Nothing can really measure intelligence, because there are multiple types of intelligence. Even an IQ test only measures cognitive problem-solving skills, which is just one type of intelligence.
Okay. But let’s say you already know all of this. Here’s the real question:
How do you get over the feeling that your intelligence is being judged?
1. Identify why you feel that way.
Are your peers comparing SAT scores and joking about how smart/stupid people are? Maybe it’s your parents. Or even your teachers.
If that’s the case, it might be helpful to keep your SAT scores to yourself. And walk away from conversations where people are comparing scores.
2. Ask yourself how important an SAT score really is for you.
Getting a bad SAT score can make you feel bad about yourself. But it’s not going to stop you from going to college, being a successful individual, or making a ton of money.
If your score truly isn’t up to par, seek out colleges that don’t care so much about the SAT. There are over 880 accredited schools in the US that do not use the SAT or ACT to admit students. See a list of them here.
3. Recognize in what ways you are intelligent.
Back to my comment on how there are multiple intelligences. Here they are:
Ask yourself– how well would I do on the SAT if it tested my ability to sing on key? Or run a marathon?
How well would my peers do if it tested their ability to empathize with others?
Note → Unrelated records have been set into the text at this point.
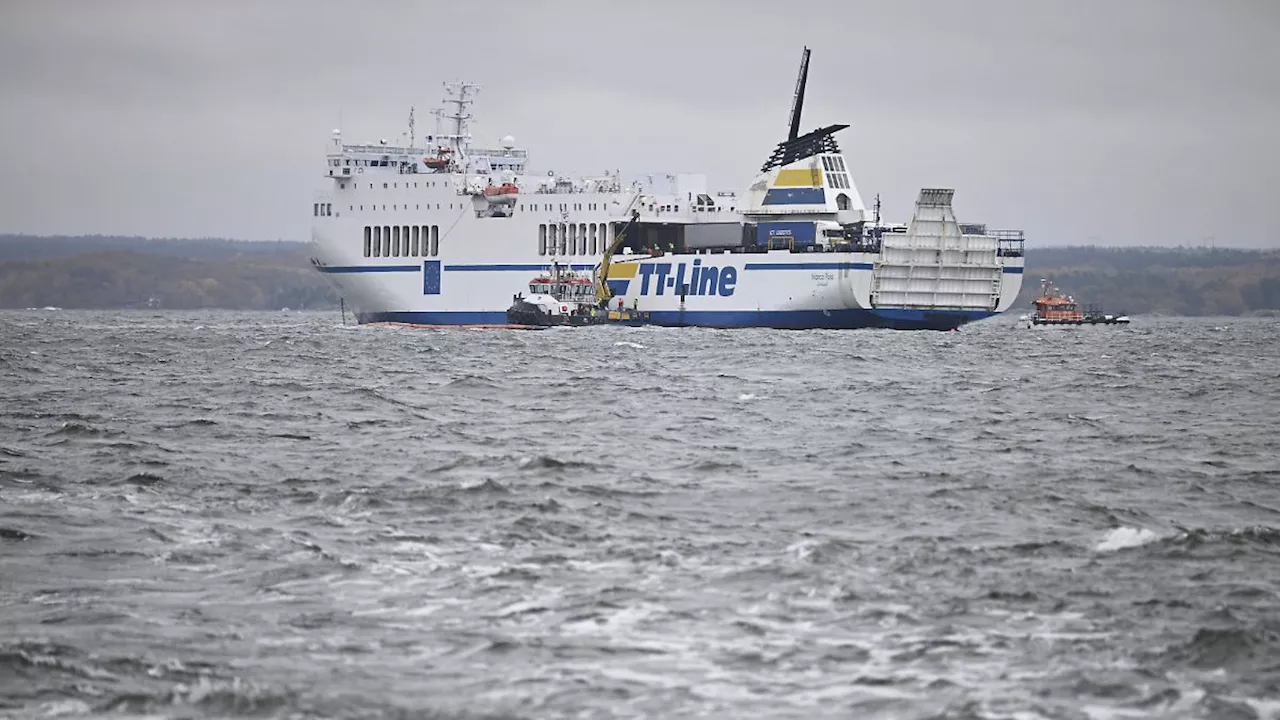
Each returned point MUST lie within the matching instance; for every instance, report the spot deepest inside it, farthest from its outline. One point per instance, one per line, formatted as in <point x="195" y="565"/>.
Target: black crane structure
<point x="800" y="146"/>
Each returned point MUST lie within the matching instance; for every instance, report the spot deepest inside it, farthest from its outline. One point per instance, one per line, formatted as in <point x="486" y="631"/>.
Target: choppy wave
<point x="270" y="518"/>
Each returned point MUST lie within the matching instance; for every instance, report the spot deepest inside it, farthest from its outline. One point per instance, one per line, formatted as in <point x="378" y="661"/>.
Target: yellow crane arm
<point x="602" y="270"/>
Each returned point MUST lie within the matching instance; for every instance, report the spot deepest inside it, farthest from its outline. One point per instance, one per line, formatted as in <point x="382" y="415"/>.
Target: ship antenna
<point x="798" y="104"/>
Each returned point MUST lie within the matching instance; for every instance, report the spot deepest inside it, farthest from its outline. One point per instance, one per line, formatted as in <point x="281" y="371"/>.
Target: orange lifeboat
<point x="1052" y="309"/>
<point x="504" y="194"/>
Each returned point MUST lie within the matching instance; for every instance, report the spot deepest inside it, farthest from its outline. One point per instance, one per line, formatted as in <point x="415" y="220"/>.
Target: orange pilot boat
<point x="1055" y="309"/>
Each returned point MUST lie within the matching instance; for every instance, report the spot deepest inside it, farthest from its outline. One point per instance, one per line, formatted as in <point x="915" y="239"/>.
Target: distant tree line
<point x="1169" y="281"/>
<point x="100" y="272"/>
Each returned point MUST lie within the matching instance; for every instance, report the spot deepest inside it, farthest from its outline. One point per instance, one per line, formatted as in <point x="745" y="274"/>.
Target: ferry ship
<point x="447" y="232"/>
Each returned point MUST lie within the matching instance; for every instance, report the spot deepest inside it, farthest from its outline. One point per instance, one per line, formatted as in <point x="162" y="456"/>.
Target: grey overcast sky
<point x="1114" y="122"/>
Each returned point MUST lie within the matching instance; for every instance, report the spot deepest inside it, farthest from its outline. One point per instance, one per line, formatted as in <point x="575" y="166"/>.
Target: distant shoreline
<point x="138" y="273"/>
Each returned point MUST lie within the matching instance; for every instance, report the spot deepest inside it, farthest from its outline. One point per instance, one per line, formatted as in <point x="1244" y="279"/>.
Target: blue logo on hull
<point x="698" y="281"/>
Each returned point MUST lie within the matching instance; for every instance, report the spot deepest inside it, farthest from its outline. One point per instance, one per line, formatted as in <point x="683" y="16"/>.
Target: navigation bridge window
<point x="402" y="241"/>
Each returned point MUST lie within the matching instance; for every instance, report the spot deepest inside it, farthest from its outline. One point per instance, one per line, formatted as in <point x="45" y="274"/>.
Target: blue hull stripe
<point x="508" y="268"/>
<point x="782" y="319"/>
<point x="808" y="267"/>
<point x="795" y="196"/>
<point x="343" y="269"/>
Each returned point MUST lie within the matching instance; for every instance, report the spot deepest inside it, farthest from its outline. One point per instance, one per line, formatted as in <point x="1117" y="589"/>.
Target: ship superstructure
<point x="447" y="233"/>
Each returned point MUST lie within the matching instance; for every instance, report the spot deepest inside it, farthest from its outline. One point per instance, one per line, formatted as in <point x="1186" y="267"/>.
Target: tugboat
<point x="1055" y="309"/>
<point x="563" y="297"/>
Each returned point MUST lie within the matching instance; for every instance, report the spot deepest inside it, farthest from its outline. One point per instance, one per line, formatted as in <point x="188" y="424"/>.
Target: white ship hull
<point x="406" y="244"/>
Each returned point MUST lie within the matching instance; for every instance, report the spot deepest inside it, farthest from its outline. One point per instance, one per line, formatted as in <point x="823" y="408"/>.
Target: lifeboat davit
<point x="504" y="194"/>
<point x="440" y="160"/>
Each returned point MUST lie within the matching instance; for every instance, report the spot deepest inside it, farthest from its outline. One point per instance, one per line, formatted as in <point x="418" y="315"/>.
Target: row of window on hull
<point x="402" y="241"/>
<point x="574" y="238"/>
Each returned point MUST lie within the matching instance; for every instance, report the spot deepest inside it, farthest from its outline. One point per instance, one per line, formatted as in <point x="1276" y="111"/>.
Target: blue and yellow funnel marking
<point x="620" y="277"/>
<point x="796" y="186"/>
<point x="795" y="196"/>
<point x="799" y="177"/>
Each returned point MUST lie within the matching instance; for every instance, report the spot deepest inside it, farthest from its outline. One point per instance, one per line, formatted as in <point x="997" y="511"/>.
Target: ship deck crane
<point x="602" y="272"/>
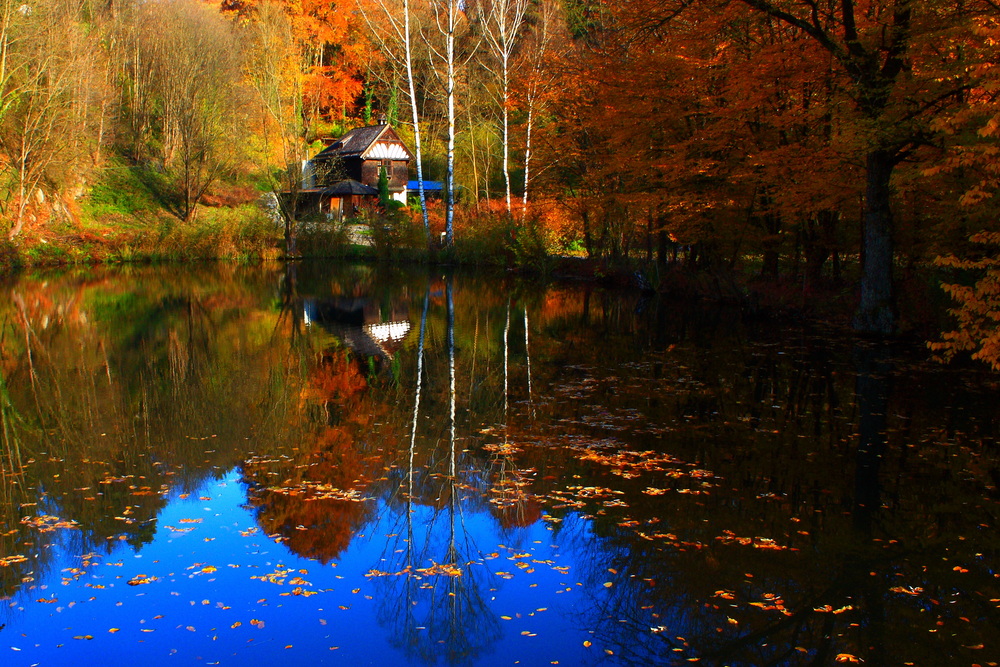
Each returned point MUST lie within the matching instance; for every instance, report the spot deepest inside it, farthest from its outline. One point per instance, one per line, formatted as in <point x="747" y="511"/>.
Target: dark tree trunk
<point x="876" y="312"/>
<point x="649" y="238"/>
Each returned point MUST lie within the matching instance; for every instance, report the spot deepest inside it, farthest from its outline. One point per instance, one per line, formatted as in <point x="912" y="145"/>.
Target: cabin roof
<point x="350" y="187"/>
<point x="363" y="142"/>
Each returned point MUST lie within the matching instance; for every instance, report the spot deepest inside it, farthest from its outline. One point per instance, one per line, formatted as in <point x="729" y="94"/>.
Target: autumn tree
<point x="46" y="102"/>
<point x="392" y="27"/>
<point x="502" y="30"/>
<point x="899" y="62"/>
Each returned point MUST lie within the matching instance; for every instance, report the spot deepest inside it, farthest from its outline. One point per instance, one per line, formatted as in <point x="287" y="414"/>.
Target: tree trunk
<point x="876" y="312"/>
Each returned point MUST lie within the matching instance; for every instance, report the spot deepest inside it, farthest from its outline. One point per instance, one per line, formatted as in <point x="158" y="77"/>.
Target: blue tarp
<point x="429" y="186"/>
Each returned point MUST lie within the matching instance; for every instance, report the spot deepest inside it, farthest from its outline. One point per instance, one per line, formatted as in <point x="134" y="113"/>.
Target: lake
<point x="344" y="464"/>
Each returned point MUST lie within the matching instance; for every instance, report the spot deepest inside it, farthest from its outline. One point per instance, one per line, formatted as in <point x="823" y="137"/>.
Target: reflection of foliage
<point x="978" y="310"/>
<point x="308" y="497"/>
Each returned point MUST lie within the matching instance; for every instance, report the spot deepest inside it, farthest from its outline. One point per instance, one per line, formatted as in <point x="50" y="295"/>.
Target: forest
<point x="814" y="144"/>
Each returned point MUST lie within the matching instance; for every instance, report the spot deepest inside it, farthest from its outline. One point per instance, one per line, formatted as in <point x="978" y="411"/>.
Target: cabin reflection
<point x="360" y="324"/>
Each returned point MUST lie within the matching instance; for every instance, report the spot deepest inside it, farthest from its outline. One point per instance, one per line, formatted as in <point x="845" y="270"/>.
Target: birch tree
<point x="449" y="21"/>
<point x="504" y="22"/>
<point x="545" y="43"/>
<point x="401" y="32"/>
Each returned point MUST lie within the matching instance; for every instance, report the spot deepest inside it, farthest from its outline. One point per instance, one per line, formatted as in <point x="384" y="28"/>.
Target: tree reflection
<point x="433" y="597"/>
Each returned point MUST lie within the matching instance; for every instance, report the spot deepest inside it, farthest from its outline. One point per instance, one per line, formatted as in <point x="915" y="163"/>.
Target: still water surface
<point x="350" y="465"/>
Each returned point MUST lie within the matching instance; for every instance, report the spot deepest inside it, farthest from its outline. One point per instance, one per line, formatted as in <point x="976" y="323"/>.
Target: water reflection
<point x="503" y="463"/>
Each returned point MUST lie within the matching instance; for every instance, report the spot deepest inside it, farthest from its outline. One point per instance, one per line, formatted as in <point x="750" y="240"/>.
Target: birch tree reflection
<point x="432" y="596"/>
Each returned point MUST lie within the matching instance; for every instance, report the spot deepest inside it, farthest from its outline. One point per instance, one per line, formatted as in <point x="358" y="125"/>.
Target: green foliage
<point x="499" y="239"/>
<point x="391" y="230"/>
<point x="122" y="191"/>
<point x="10" y="258"/>
<point x="383" y="188"/>
<point x="322" y="239"/>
Or make sculptures out of clay?
The next time someone makes you feel judged for your SAT score, tell them the following:
- My SAT score isn’t really important because my skills are…
And then change the subject.
4. Understand that people will always try to make you feel like your intelligence is being judged.
Whether you are taking the SAT or applying for a job, society is great at judging. Even if you make a perfect SAT score now, you’ll still find people who treat you as less intelligent later on in life.
I taught kindergarten for a short time, and even my kindergarten students would label each other as smart or stupid based on their ability to remember words like “frog” and “playground” in a foreign language. [English, as it turned out. I was teaching in Turkey.]
The only remedy that will make you truly feel better is to recognize your own intelligence, qualities and personal beauty. When you focus on that, nobody will ever be able to tear you down.